Naturgemäß wird in dem Roadmovie viel gefahren. Vor allem über Brücken, durch Tunnel in einer grauen, regnerischen Landschaft. Diese Strecken wurden mir nie zu lang, auch wenn gar nichts gesprochen wurde.
Anders bei den Szenen des Workshops, hier fehlte es wahrlich nicht an Worten in verschiedenen Sprachen, darunter Gebärdensprache, aber der Teil ist anstrengend, der Zuschauer meint selber am Tisch zu sitzen und in endlosen Stunden immer wieder Onkel Wanja in verteilten Rollen zu lesen. Das Stück läuft auch zunächst in Endlossschleife im Auto. Wer diesen Film gesehen hat, muss es nicht mehr lesen! Das Theater ist der einzige Grund, warum ich mir diesen Film nicht nochmal ansehen würde. Auch wenn es für die Entwicklung der Geschichte und der Personen wichtig ist, war es doch ermüdend.
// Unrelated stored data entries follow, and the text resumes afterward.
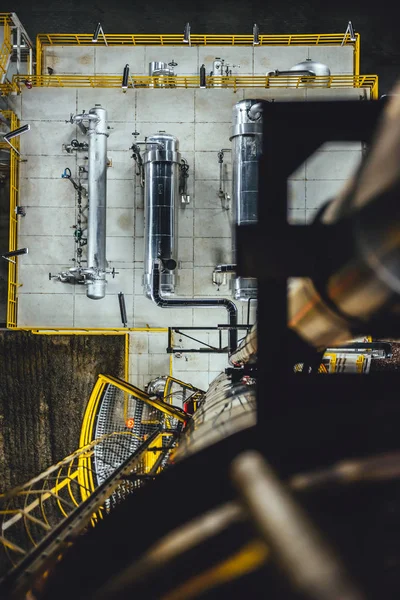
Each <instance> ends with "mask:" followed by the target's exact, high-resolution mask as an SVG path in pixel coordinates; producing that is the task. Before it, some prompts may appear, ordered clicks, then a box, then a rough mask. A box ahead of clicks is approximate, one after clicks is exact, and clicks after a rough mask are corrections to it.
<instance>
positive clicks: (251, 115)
mask: <svg viewBox="0 0 400 600" xmlns="http://www.w3.org/2000/svg"><path fill="white" fill-rule="evenodd" d="M260 102H261V101H260V100H241V101H240V102H238V103H237V104H235V106H234V107H233V119H232V136H231V138H230V139H231V141H232V218H233V225H234V226H236V225H251V224H253V223H256V222H257V200H258V161H259V158H260V156H261V152H262V106H261V104H260ZM232 262H233V263H234V264H235V263H236V262H237V258H236V236H235V234H234V235H233V238H232ZM233 285H234V289H233V294H234V298H235V299H236V300H248V298H254V297H255V296H256V295H257V280H256V279H255V278H250V277H236V278H235V279H233Z"/></svg>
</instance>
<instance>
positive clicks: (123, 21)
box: [2, 0, 400, 94]
mask: <svg viewBox="0 0 400 600" xmlns="http://www.w3.org/2000/svg"><path fill="white" fill-rule="evenodd" d="M369 1H370V0H369ZM2 10H3V11H6V10H8V11H13V12H16V13H17V15H18V17H19V18H20V20H21V22H22V24H23V25H24V27H25V29H26V30H27V32H28V34H29V36H30V37H31V39H32V40H34V39H35V37H36V34H37V33H91V32H92V31H94V28H95V26H96V24H97V22H98V21H100V22H101V24H102V26H103V29H104V31H105V32H106V33H182V32H183V27H184V24H185V23H186V22H189V23H190V25H191V30H192V33H221V34H228V33H232V34H233V33H238V34H243V33H251V32H252V27H253V23H257V24H258V26H259V27H260V33H265V34H278V33H339V32H342V31H343V32H344V31H345V30H346V27H347V22H348V21H349V20H351V21H352V22H353V26H354V30H355V31H356V32H358V33H360V35H361V70H360V73H361V74H362V75H369V74H374V73H376V74H378V75H379V78H380V92H381V93H382V94H384V93H387V92H388V91H389V90H390V88H391V87H392V85H393V82H394V81H396V79H397V78H398V76H399V73H400V36H399V19H400V6H399V2H398V1H396V0H392V1H391V2H389V1H388V0H383V1H380V2H379V1H376V2H375V3H372V2H370V3H368V1H362V0H349V1H348V2H346V1H344V0H337V1H336V2H329V3H328V2H322V1H319V2H318V1H317V0H309V1H308V2H304V1H302V2H296V1H295V0H292V2H288V1H287V0H283V1H280V2H279V0H270V1H269V2H268V1H264V2H261V1H260V0H258V1H256V2H247V1H246V0H243V1H242V2H239V1H238V0H225V1H222V2H216V1H215V0H213V1H211V0H203V1H201V0H198V1H197V2H193V1H192V2H186V1H185V2H184V1H183V0H175V1H174V2H173V3H172V2H160V0H152V1H151V2H144V3H141V2H140V3H139V2H134V1H130V2H128V1H126V0H125V1H123V2H118V1H117V2H111V1H110V0H100V1H99V0H97V1H95V2H89V1H88V0H81V1H78V0H63V1H58V2H46V1H45V0H32V2H27V0H16V1H15V2H13V3H12V4H10V5H9V6H4V7H2Z"/></svg>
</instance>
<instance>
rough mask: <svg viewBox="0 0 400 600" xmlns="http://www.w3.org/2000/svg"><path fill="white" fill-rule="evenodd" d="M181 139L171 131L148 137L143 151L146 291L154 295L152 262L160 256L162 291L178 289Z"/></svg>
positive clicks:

Ich liebe Road Movies, vor allem wenn sie ungeschönte, echte Landschaften zeigen (wie z.B. auch in Queen & Slim). In „Drive my car“ kam ich dabei voll auf meine Kosten. Neben den verhangenen Bildern aus dem Autofenster und der Musik hat mir die Geschichte in der Geschichte von Teil 1 am besten gefallen, welche die Ehefrau vor und nach dem Sex immer weiterspinnt. Auch wenn sie ihrer Fantasie entspricht, ist es doch eine sehr intime Geschichte, die ihr Innerstes berührt und das teilt sie durch das Erzählen mit ihrem Mann, der ihr Inneres mit berührt jedem Wortsinn.